2017-08-02 / Front Page

Snake Fungal Disease detected in West Virginia’s snakes

A juvenile Eastern milk snake in Kanawha County with crusty scales and abrasions on its head has tested positive for the causative agent of Snake Fungal Disease.

Snake Fungal Disease can cause injury and death in some snake species, but does not appear to be dangerous to humans. This is the first contemporary occurrence of Snake Fungal Disease in West Virginia.

“This is an alarming discovery,” said Kevin Oxenrider, a wildlife biologist with the West Virginia Division of Natural Resources. “Snake Fungal Disease is not well understood, but dramatic declines in snake populations, particularly rattlesnake populations further North in the United States, have been linked to this disease. The DNR will remain vigilant and continue to monitor snake populations throughout the state to better assess the threat this disease poses.”

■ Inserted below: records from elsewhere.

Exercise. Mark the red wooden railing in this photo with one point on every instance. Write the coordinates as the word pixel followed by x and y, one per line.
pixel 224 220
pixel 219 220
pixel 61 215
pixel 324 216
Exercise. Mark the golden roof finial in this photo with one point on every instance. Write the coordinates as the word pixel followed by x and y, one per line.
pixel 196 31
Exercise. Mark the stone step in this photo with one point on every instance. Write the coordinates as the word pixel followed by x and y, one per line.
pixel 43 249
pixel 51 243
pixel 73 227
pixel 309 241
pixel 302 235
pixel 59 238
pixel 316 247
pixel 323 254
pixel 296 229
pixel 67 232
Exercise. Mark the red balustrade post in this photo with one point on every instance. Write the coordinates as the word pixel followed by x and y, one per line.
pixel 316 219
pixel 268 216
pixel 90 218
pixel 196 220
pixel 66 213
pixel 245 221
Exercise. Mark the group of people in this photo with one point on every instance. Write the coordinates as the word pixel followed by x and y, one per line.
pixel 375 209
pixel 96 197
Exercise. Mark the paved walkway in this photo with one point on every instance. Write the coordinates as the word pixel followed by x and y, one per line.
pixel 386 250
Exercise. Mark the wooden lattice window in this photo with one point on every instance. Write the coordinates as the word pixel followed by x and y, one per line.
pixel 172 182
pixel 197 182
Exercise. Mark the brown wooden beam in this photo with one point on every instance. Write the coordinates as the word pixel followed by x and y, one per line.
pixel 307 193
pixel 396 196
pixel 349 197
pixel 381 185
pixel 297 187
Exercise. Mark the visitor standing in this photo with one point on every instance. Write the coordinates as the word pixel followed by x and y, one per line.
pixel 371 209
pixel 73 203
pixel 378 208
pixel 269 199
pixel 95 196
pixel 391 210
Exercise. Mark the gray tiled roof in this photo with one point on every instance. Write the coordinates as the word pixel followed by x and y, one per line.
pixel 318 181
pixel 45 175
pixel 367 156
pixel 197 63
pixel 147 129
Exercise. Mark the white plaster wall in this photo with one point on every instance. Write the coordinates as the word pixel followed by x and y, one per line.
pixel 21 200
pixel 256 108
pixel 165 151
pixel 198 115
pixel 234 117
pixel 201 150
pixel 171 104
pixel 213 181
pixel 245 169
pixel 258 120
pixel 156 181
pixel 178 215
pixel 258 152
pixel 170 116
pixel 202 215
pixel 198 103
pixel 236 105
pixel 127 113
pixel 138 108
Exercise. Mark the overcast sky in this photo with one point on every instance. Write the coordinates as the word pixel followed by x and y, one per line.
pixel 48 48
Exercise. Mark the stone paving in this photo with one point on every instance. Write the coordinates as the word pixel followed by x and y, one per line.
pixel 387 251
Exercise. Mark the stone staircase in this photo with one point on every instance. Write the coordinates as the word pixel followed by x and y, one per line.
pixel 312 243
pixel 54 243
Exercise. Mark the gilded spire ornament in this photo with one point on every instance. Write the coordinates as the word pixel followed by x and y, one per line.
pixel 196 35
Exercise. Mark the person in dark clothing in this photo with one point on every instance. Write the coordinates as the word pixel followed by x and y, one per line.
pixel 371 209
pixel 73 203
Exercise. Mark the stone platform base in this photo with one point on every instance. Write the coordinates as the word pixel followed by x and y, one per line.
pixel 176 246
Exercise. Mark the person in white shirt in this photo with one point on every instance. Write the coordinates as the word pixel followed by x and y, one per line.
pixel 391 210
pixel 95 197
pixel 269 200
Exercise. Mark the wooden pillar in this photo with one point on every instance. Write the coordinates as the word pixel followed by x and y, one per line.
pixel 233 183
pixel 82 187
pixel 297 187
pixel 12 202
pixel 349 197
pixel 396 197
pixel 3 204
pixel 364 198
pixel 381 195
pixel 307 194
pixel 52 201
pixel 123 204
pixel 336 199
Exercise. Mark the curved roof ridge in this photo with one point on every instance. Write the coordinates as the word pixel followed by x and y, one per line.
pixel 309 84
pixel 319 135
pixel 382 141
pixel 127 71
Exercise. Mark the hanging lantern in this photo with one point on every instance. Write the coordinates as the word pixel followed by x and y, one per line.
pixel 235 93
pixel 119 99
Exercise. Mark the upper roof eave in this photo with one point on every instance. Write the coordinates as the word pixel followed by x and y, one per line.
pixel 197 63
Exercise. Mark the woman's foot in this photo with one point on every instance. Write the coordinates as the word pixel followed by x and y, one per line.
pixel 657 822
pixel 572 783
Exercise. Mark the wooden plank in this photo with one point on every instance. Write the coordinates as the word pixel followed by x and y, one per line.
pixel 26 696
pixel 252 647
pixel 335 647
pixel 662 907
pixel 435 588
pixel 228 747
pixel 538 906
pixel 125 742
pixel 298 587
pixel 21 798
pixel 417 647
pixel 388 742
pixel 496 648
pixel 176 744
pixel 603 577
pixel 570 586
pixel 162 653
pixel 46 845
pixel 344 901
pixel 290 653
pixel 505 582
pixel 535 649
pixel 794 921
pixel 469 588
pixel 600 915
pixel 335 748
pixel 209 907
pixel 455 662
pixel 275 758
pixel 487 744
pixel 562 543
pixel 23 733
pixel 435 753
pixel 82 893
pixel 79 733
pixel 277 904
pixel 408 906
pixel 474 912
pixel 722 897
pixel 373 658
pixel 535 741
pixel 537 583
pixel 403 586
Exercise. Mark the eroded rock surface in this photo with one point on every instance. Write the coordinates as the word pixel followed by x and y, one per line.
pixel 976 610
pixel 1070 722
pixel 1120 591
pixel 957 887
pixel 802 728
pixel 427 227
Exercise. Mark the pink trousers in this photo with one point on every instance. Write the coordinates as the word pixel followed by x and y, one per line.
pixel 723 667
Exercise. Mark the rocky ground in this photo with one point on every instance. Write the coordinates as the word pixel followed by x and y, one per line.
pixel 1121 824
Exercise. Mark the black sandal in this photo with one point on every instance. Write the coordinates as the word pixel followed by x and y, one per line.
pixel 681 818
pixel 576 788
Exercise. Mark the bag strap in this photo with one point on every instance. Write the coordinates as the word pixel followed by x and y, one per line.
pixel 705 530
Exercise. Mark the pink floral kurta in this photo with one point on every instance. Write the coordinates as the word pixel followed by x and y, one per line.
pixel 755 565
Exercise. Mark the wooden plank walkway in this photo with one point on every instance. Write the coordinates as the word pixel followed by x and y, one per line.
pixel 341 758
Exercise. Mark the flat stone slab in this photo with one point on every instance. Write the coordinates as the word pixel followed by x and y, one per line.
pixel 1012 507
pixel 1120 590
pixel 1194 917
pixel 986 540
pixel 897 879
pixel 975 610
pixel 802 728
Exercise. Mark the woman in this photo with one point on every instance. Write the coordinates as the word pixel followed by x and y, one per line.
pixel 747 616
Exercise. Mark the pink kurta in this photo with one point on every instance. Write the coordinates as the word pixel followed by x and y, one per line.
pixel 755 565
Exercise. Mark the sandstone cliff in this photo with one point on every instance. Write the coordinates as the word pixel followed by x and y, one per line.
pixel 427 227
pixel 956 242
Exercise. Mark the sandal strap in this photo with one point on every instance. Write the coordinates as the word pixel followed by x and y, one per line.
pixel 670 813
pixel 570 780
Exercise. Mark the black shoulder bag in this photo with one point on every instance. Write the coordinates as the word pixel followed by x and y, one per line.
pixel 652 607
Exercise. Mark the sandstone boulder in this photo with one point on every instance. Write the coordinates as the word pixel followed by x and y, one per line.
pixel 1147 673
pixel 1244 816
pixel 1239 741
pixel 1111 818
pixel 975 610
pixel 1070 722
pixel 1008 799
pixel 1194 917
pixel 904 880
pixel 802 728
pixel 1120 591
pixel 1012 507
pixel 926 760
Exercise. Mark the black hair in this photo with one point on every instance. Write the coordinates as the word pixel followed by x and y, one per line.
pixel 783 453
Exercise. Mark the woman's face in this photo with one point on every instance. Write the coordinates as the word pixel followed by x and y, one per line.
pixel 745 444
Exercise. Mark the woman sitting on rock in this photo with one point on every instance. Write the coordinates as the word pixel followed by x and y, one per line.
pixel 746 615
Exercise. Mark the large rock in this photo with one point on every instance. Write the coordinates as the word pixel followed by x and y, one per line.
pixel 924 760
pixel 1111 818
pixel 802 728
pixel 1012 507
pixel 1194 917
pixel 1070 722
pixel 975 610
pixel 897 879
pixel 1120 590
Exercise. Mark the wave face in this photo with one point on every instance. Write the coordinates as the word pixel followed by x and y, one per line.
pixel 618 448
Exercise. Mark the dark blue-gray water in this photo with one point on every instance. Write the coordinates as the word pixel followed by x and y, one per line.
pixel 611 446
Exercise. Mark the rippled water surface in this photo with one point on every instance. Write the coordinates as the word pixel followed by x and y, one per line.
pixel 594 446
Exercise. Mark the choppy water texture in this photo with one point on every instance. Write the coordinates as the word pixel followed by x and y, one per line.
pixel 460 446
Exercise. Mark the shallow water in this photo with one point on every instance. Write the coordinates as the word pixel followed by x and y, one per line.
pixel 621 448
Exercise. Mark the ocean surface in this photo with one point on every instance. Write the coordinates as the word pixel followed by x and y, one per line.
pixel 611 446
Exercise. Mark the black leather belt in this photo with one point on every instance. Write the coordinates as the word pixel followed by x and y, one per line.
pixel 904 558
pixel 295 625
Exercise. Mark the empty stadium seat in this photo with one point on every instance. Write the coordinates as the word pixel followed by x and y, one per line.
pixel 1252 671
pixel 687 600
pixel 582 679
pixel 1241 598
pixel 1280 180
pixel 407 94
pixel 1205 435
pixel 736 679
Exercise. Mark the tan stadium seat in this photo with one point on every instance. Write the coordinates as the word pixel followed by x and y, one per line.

Snakes are an essential part of a healthy ecosystem and help control populations of rodents, birds, invertebrates and even other snakes.

The DNR asks that anyone who captures snakes, either with a snake hook, snake tongs or by hand, to disinfect their equipment appropriately after use by using bleach or other materials found to be effective at killing the fungus. Effective decontamination will help prevent the spread of Snake Fungal Disease and protect West Virginia’s snakes.

Anyone who observes a snake displaying the clinical signs of Snake Fungal Disease should contact Kevin Oxenrider in the DNR Romney office by calling 304-822-3551.

“Affected snakes typically display swelling, crusty scabs or open wounds on the skin,” Oxenrider said. “Clinical signs are typically seen on the head of the snake, but can occur anywhere on the body.”